Shutting its DVD operations will cost 80 jobs and $2 million in restructuring charges, according to the filing on Wednesday with the U.S. Securities and Exchange Commission.
With another $4 million taken against archival materials and a receivable, the company anticipates taking $6 million in charges against operating income for the third quarter ended September 30, which is expected to result in a net loss for the quarter.
Playboy spokeswoman Martha Lindeman said the DVD business was accounted for on the company’s earnings statements under “Other” along with Playboy radio and its Alta Loma production company. In the first half of 2008, that line item was $2.9 million, compared to the first half of 2007 when it was $3.4 million. Lindeman said the DVD business was the largest of the three in that classification.

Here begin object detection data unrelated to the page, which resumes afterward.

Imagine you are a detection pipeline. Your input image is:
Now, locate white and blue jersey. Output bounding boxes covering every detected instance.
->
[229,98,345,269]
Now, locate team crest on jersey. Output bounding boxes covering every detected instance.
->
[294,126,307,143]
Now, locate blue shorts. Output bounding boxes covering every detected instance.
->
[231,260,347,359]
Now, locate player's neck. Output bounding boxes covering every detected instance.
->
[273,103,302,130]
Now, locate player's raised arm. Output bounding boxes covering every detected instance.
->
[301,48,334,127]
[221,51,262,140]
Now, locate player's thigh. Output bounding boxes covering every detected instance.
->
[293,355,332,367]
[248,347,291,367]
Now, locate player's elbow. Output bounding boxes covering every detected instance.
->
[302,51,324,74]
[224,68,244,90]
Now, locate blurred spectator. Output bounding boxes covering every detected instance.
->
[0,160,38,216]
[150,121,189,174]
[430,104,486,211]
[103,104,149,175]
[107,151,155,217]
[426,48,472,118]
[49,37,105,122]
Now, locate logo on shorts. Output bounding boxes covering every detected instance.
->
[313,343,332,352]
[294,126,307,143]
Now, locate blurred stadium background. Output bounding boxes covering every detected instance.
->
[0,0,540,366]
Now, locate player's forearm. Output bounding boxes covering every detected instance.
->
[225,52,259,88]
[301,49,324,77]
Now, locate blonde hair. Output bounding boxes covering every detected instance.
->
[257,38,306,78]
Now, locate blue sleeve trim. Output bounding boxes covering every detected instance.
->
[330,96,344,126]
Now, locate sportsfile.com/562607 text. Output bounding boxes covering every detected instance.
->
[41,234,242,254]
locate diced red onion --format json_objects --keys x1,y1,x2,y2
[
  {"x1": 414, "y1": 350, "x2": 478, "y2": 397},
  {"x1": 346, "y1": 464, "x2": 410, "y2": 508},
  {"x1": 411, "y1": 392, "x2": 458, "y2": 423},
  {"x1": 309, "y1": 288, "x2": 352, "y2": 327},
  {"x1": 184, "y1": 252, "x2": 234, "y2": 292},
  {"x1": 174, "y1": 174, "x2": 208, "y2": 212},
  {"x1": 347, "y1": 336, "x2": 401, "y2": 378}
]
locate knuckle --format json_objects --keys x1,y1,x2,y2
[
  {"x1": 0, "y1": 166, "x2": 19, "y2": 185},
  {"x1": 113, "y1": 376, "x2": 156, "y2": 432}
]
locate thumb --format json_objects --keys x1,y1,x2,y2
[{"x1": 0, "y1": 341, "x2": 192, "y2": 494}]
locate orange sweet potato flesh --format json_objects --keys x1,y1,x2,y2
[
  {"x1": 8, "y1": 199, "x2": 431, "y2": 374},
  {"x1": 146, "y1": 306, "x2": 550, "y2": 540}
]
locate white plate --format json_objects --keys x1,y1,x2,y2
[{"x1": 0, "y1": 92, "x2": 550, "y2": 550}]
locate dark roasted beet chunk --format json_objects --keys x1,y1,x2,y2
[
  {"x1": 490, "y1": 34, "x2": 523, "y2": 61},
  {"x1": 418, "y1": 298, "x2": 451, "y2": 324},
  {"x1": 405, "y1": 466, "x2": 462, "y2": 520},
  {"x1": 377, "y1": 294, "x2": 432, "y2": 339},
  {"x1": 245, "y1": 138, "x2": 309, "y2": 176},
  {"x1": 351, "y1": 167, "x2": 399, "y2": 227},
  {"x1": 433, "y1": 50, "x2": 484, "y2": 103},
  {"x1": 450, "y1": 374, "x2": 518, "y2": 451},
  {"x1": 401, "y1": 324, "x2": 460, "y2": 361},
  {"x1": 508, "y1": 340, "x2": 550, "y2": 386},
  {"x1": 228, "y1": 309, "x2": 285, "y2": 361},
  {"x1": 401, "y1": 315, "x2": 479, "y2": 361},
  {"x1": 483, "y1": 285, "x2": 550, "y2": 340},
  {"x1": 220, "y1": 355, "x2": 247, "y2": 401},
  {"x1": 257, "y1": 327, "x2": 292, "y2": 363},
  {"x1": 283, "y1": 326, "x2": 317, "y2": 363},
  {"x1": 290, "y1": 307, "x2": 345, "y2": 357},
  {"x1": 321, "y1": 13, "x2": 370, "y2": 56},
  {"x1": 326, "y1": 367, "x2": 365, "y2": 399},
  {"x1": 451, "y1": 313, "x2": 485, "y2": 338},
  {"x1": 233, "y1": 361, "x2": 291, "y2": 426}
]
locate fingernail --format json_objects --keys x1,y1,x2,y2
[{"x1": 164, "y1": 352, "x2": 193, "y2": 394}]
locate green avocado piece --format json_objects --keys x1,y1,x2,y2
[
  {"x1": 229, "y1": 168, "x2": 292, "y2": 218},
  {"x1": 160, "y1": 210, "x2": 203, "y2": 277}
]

Playboy said in the filing that it expects to see some benefits from the cuts in the fourth quarter of 2008, and the full effects next year.

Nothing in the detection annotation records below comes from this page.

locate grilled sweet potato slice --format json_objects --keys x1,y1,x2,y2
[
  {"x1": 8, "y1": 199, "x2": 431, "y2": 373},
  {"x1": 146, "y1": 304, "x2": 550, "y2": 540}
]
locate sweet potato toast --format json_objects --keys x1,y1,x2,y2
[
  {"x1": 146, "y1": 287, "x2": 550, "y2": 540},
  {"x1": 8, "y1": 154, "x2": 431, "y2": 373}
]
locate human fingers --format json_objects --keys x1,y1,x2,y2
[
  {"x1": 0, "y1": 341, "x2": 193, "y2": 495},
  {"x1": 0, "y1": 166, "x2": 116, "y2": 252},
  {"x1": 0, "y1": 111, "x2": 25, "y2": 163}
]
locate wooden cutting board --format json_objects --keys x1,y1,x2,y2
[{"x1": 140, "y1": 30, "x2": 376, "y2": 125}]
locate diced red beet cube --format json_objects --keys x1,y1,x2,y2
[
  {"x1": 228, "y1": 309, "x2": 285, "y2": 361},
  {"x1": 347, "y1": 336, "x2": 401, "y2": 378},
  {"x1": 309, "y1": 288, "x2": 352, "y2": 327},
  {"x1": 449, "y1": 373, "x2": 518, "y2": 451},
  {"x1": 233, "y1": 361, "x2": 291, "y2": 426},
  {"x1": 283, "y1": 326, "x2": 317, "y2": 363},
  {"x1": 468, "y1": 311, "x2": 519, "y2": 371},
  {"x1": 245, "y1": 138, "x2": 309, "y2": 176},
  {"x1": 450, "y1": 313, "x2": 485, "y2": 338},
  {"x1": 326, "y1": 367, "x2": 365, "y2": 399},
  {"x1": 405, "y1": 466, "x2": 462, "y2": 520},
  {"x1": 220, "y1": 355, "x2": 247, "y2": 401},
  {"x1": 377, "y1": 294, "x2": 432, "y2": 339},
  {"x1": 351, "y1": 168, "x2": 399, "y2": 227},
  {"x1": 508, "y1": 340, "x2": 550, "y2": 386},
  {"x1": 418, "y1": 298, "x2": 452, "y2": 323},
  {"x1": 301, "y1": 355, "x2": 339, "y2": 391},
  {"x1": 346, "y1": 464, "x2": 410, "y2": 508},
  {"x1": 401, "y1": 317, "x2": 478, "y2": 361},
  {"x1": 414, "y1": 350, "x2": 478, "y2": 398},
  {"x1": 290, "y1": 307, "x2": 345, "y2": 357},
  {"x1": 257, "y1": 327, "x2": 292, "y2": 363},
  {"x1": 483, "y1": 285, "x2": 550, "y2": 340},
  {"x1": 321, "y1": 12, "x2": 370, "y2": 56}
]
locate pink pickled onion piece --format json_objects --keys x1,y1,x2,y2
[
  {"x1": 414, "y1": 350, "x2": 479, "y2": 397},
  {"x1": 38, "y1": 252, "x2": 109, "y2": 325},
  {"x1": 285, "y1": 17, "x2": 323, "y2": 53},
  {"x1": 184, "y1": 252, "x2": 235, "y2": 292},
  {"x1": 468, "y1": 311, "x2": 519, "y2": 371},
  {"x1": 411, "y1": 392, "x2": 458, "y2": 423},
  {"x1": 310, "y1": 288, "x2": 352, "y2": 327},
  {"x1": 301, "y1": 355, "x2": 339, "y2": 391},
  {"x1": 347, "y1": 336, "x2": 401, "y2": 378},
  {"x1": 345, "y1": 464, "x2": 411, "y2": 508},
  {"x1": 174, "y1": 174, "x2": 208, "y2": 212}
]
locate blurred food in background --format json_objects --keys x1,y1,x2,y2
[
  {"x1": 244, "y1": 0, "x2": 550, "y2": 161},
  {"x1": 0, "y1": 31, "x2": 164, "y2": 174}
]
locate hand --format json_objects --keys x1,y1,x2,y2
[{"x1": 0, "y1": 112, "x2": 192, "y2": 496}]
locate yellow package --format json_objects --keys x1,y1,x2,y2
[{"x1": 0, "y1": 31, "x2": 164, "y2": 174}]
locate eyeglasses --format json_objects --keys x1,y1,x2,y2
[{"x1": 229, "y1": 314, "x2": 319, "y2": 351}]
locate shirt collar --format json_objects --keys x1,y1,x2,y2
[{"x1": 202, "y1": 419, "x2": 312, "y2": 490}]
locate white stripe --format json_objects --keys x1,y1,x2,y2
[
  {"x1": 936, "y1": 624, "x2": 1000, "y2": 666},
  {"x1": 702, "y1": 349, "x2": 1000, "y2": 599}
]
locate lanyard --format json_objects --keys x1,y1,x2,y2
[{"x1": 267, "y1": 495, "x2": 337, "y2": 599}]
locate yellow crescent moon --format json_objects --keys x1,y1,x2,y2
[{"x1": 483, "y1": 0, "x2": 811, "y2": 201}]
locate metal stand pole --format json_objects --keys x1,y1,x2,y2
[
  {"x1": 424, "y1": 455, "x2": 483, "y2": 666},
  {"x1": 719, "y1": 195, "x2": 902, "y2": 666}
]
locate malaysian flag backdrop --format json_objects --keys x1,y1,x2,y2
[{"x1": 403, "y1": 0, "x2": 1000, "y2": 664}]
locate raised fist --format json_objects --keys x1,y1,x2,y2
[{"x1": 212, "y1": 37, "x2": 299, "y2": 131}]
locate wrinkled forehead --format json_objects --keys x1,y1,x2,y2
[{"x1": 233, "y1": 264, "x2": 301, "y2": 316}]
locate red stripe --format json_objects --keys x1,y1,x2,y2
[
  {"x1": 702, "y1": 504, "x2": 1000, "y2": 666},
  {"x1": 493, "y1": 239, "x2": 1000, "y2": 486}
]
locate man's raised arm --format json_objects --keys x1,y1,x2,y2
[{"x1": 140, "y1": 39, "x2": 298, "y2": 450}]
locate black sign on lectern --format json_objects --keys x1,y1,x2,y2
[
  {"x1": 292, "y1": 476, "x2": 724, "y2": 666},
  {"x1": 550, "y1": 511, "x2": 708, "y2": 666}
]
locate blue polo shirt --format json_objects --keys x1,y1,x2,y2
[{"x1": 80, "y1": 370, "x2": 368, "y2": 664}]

The company announced restructuring plans two months ago with an eye on saving $10 million a year.
In August, Playboy posted a second-quarter loss of $2.1 million, or 6 cents a share, compared with net income of $1.9 million, or 6 cents a share, a year ago. Revenue fell 14 percent to $73.4 million.
In a memo to all Playboy employees that was appended to the filing, Christie Hefner, the company’s chairman and chief executive, said the goal was to return the company to profitability in 2009.
Hefner said in the memo that some savings would come from Playboy doing its own magazine pre-production work, outsourcing some non-core functions, and outsourcing newsstand sales for Playboy magazine and special editions.
She said the company was acting to meet the challenges of increased competition for consumers’ attention, the migration of advertisers to other platforms, and higher costs of paper, ink and other expenses.
The company will continue to deliver more content digitally, she said in the memo, as it exits the DVD business in phases over a few months to concentrate on selling that content online. Hefner said of the 80 jobs being eliminated, 25 were already open.
Playboy will cut overtime, travel and entertainment, and find environmentally sound ways to save energy and money, including using lighter magazine paper and energy efficient light bulbs.
Hefner said Playboy’s balance sheet is strong, its debt level is reasonable with a below market interest rate of 3 percent, and “we have a solid cash position of more than $25 million and access to a $50 million revolving credit agreement.”
“Unlike other companies that began in print, we have profitable television, online and mobile businesses, which have domestic and international growth potential,” she said in the memo, adding Playboy expects growth in its licensing business to continue, that business was good at Playboy’s Las Vegas club, and that it was building an even larger project in Macau.
She said Coty, the world’s largest fragrance company, would begin global launch of Playboy fragrances this fall.